А там, в небе, стихает белый разгул. Проглядывают там небеса. И там, в небесах, кружит, стеная, журавль. И чёрен полётом его очерчёный круг.
И говорит он:
— Господи, Ты не оставил мне собеседника.
Но нем, безгласен Господь. И режет до крови ухо вопль журавля.
И он кричит:
— Господи! Ты не оставил мне собеседника!

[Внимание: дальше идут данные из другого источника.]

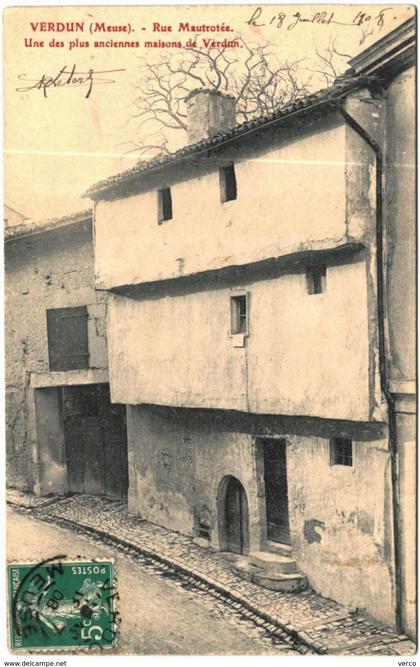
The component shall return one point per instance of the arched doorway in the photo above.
(233, 516)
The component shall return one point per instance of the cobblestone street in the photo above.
(322, 624)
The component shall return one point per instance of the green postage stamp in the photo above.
(58, 604)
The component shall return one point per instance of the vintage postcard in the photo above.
(210, 330)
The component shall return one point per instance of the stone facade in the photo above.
(49, 267)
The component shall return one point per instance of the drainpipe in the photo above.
(393, 445)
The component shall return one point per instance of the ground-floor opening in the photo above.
(276, 494)
(82, 441)
(233, 516)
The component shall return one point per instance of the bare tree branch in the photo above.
(254, 76)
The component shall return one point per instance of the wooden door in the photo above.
(96, 443)
(236, 517)
(276, 495)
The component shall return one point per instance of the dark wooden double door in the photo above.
(236, 517)
(276, 493)
(96, 441)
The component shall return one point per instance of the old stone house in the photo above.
(257, 334)
(256, 292)
(61, 427)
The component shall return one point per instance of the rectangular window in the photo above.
(164, 205)
(316, 279)
(239, 313)
(341, 452)
(227, 183)
(67, 338)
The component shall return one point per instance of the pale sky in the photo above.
(56, 147)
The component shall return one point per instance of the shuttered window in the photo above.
(67, 338)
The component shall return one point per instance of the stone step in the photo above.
(286, 583)
(273, 563)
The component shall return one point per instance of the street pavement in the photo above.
(158, 615)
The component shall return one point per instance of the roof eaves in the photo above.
(338, 90)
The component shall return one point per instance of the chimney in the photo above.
(209, 112)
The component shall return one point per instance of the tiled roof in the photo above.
(337, 91)
(31, 228)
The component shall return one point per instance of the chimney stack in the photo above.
(209, 112)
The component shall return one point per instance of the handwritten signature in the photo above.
(260, 18)
(67, 77)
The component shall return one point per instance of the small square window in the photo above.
(67, 332)
(227, 178)
(239, 314)
(164, 205)
(341, 452)
(316, 279)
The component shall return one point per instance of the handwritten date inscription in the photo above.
(261, 17)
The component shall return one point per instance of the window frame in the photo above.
(337, 458)
(163, 215)
(316, 279)
(228, 189)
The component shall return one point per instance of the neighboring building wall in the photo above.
(51, 269)
(400, 211)
(301, 350)
(340, 520)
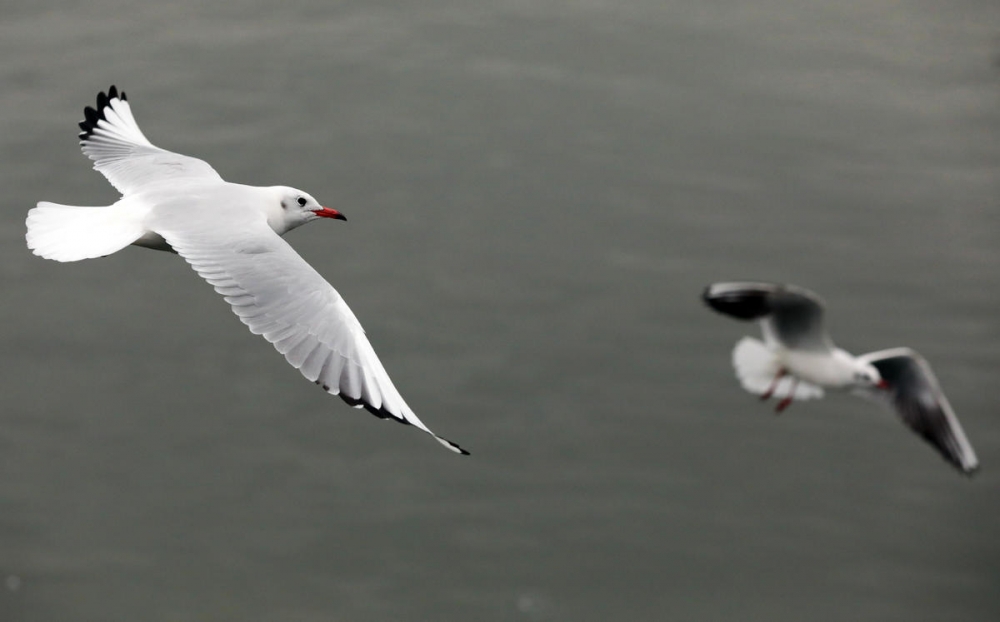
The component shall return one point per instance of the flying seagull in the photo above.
(797, 361)
(231, 235)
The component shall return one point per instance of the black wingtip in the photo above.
(746, 304)
(91, 116)
(382, 413)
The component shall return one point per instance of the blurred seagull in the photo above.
(230, 234)
(797, 360)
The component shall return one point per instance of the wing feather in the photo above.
(917, 398)
(281, 297)
(111, 138)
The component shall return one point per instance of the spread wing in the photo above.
(281, 297)
(917, 398)
(112, 139)
(790, 315)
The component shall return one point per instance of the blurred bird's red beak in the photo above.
(326, 212)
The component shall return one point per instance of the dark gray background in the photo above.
(537, 193)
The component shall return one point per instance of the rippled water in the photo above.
(537, 193)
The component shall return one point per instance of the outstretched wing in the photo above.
(112, 139)
(914, 394)
(790, 315)
(281, 297)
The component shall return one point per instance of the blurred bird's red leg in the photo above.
(774, 384)
(787, 400)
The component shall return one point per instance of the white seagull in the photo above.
(797, 360)
(231, 235)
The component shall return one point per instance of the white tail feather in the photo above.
(71, 233)
(757, 366)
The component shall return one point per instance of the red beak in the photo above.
(326, 212)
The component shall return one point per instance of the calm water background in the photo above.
(537, 193)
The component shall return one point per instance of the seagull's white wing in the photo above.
(112, 139)
(281, 297)
(915, 395)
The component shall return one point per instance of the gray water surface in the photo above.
(537, 193)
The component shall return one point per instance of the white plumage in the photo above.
(230, 234)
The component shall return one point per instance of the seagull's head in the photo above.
(298, 208)
(866, 375)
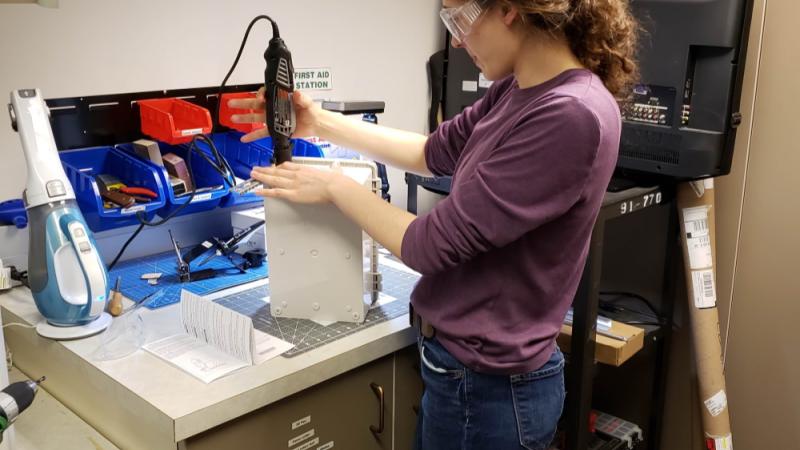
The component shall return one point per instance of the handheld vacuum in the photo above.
(66, 276)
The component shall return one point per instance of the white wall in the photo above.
(377, 50)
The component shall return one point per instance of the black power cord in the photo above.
(221, 165)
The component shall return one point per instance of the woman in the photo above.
(502, 255)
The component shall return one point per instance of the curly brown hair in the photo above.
(603, 34)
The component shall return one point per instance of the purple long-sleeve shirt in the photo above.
(502, 255)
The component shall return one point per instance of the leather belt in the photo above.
(425, 328)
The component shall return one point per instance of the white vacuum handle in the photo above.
(47, 181)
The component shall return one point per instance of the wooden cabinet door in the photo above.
(343, 413)
(408, 395)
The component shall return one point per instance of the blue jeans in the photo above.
(466, 410)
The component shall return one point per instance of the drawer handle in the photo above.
(378, 390)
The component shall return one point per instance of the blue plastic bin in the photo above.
(204, 176)
(244, 156)
(81, 167)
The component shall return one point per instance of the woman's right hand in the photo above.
(306, 112)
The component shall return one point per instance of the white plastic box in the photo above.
(322, 266)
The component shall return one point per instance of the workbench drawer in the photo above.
(342, 413)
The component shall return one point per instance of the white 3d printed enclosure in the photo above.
(322, 266)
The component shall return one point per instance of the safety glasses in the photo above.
(459, 20)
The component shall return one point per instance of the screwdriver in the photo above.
(15, 398)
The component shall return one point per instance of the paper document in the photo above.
(216, 341)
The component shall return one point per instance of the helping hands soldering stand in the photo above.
(216, 247)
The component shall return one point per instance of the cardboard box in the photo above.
(608, 350)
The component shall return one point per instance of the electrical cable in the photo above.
(619, 295)
(275, 34)
(221, 165)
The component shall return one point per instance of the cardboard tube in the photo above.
(696, 212)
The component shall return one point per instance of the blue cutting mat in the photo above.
(307, 335)
(134, 288)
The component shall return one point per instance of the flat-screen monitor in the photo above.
(682, 116)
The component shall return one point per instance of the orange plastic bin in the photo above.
(225, 112)
(172, 120)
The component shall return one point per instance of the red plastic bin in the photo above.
(172, 120)
(225, 112)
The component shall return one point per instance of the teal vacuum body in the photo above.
(66, 276)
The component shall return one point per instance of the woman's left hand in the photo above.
(297, 183)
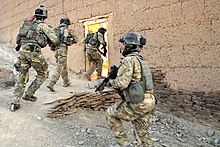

Но и опять нем, безгласен Господь. Только ухо разрывает журавлиный вопль.
И тогда шепчет он:
— Господи, сам ли на себя беру я грех такой? Не Ты ли на него меня подвигнул? — и молитвенно на груди сложены кровью саднящие руки его. И к Богу слух его обращён. Но не идёт с неба Слово. А оттуда, из чёрного, журавлём обрисованного круга, летит к нему что-то белое и бесформенное.
«Как вата, — думает он, — нет, нет, как ангел из снежной кутерьмы и плоти. Но нет, ангелы бесплотны, нет — как пламя свечи. Забыл, чем — ватой, снегом или ангелами — мать настёгивала телогрейки?»
— Ах, это ты, девочка, — говорит он. — А тебе так никто и не придумал имени, но лучшего и не найти, наверное, чем так, как есть:
Девочка.
— Да, — говорит он, — но только руку мне подай, я за тобой всегда опаздывал.
И подаёт Девочка ему руку. И, как снег, горяча ладонь её.
А он, он упёрся локтями в край обрыва, оттолкнулся и крикнул:
— …!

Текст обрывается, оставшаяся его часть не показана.